Mais l'intellect et la raison diffèrent seulement par leur mode de connaissance ;

  • l'intellect connaît par simple intuition (simplici intuiti) ; [= ATTENTION à bien comprendre ce mot chez TH.]
  • la raison connaît par discursion d'une chose à l'autre (discurrendo de uno in aliud).

Mais

  • la raison parvient à connaître par la discursion,
  • ce que l'intellect connaît sans la discursion,

à savoir l'universel.

C’est donc le même objet qui est proposé à la [puissance] appétitive,

  • et du côté de la raison,
  • et du côté de l'intellect.

De là, chez les anges (qui sont des [êtres] uniquement intellectuels [= i.e. : purement spirituels]), le fait qu'il n'y ait pas d'appétit supérieur à la volonté.

(Somme, I.q59a1ad1)

  •  Aliter ratio transcendit sensum,
  • et aliter intellectus rationem.

Ratio enim transcendit sensum, secundum diversitatem cognitorum,

  • nam sensus est particularium,
  • ratio vero universalium.

Et ideo oportet 

  • quod sit alius appetitus tendens in bonum universale, qui debetur rationi;
  • et alius tendens in bonum particulare, qui debetur sensui.

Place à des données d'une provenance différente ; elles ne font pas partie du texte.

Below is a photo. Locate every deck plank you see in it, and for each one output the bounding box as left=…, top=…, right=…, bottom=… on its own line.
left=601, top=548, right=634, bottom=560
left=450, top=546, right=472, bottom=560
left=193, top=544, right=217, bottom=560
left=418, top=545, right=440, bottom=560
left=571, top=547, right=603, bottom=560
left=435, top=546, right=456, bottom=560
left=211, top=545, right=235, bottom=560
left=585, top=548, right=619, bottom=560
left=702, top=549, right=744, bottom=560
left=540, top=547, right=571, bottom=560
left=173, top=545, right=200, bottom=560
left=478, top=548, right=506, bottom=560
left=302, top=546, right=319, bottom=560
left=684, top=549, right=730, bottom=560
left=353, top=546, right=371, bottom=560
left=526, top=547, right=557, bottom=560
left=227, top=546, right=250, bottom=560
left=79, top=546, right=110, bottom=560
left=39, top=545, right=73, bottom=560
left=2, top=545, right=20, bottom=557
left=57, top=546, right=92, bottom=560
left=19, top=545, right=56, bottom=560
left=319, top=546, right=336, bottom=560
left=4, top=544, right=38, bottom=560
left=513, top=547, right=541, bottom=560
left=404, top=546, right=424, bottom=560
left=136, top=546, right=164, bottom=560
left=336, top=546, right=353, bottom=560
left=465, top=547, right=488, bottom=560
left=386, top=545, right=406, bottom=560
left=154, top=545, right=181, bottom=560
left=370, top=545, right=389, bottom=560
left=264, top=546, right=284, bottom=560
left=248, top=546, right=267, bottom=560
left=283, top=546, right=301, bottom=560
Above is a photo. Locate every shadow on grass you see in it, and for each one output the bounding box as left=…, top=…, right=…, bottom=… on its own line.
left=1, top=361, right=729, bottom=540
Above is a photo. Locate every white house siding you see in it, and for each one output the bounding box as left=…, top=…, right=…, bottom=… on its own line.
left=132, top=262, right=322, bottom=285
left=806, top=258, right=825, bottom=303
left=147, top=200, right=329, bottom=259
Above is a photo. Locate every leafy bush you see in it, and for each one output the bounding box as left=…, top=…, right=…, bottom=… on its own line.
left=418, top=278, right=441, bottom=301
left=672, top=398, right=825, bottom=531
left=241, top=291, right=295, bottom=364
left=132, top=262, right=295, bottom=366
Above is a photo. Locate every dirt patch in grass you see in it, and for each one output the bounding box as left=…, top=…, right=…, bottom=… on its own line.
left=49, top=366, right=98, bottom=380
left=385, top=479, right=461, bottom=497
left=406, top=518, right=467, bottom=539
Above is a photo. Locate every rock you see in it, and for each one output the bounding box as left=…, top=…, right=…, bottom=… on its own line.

Sed intellectus et ratio differunt quantum ad modum cognoscendi,

  • quia scilicet intellectus cognoscit simplici intuitu,
  • ratio vero discurrendo de uno in aliud.

Sed tamen

  • ratio per discursum pervenit ad cognoscendum illud,
  • quod intellectus sine discursu cognoscit,

scilicet universale. 

Idem est ergo obiectum quod appetitivae proponitur

  • et ex parte rationis,
  • et ex parte intellectus.

Unde in angelis, qui sunt intellectuales tantum, non est appetitus superior voluntate.

 


a. Au lieu de "Ce n'est pas de la même manière que la raison est supérieure au sens, et l'intelligence à la raison."

1. -- "simplici intuiti" : attention, le mot intuiti (participe parfait passif, masculin) désigne
- ou un acte dans lequel l'image d'une réalité est réfléchie par un miroir (Gaffiot)
- ou un acte de considération attentive (Gaffiot, Deferrari), possiblement accompagnée d'étonnement ou d'admiration (Cassel's) .
Ces deux dimensions sont à reprendre dans ce qui se passe dans l'appréhension, où l'intellect produit un concept universel abstrait à partir de l'image de la réalité laissée dans l'imagination. Il ne s'agit en aucun cas de comprendre ce mot comme nous comprenons l'intuition artistique aujourd'hui.

2. -- A l'appréhension suit le jugement. Ce qui a été appréhendé est ensuite jugé dans la réalité. On abstrait le concept arbre à partir des expérience de tel et tel arbre, puis, on retourne au réel (en vérifiant alors que l'abstraction s'est bien faite) en jugeant : "ceci est un arbre", "ceci est bien un arbre".

3. -- Le raisonnement se terminera lui aussi dans un jugement, mais de manière médiate, à travers la discursion.

4. -- La finale du texte s'explique ainsi : si la raison et l'intellect touchait une réalité différente, ils proposeraient tout deux une réalité différente à la partie appétitive, il faudrait alors deux puissances appétitives différentes, et donc une en plus de la puissance volontaire.

5. -- Soulignons encore une fois que la volonté ne peux faire sans l'intellect (ou la raison) pour pouvoir aimer spirituellement un bien spirituel, car il faut qu'elle puisse d'abord en juger, et le jugement passe par l'universel.